Related: How to test Suricata configuration
$ mkdir rule-test-logs
$ suricata -r rule-test.pcap -l rule-test-logs -S rule-test.rules -k none i: suricata: This is Suricata version 8.0.3 RELEASE running in USER mode i: threads: Threads created -> RX: 1 W: 8 FM: 1 FR: 1 Engine started. i: suricata: Signal Received. Stopping engine. i: pcap: read 1 file, 9 packets, 688 bytes
-k none disables checksum validation for the replay, which avoids false misses when the capture came from a host using checksum offload.

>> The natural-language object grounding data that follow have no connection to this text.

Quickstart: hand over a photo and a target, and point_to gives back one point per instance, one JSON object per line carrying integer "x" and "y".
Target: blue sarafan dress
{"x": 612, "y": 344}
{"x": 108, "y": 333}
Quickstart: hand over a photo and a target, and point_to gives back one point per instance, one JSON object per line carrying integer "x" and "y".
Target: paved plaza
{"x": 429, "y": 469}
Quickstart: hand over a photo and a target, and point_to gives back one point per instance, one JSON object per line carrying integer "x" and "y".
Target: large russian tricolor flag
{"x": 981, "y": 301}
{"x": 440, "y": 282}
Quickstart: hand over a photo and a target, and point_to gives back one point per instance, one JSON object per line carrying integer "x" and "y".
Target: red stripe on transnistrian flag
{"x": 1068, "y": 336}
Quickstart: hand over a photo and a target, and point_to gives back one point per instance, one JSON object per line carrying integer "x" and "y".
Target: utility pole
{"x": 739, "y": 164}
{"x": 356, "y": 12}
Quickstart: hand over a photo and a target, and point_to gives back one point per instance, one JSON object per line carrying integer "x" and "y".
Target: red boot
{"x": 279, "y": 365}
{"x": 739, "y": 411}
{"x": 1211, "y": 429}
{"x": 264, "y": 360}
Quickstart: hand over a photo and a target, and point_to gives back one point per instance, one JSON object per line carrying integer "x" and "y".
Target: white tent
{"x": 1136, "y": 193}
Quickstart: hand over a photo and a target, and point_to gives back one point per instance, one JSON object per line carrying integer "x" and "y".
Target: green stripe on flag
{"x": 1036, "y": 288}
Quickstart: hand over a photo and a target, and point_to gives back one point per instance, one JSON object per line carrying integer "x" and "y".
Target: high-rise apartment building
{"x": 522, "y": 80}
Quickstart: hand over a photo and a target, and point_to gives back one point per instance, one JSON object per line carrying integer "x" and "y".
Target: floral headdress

Leave checksum validation enabled when checksum correctness is part of the rule test.
$ ls rule-test-logs eve.json fast.log stats.log suricata.log
$ cat rule-test-logs/fast.log
06/25/2026-08:10:00.000000 [**] [1:9000002:1] SG Suricata rule test HTTP request [**] [Classification: (null)] [Priority: 3] {TCP} 192.0.2.10:49152 -> 192.0.2.20:80
The bracketed alert ID should show the local sid and revision from rule-test.rules.
Related: How to view Suricata alert logs
$ jq -r 'select(.event_type=="alert") | [.alert.signature_id, .alert.signature, .src_ip, .dest_ip, .proto] | @tsv' rule-test-logs/eve.json 9000002 SG Suricata rule test HTTP request 192.0.2.10 192.0.2.20 TCP
Matching fast.log and eve.json output confirms that the replay reached detection and both alert outputs.
Related: How to read Suricata eve.json logs
$ rm -rf rule-test-logs rule-test.rules rule-test.pcap
Run the cleanup from the lab directory only. The command removes the copied pcap, the one-rule test file, and the replay logs in the current directory.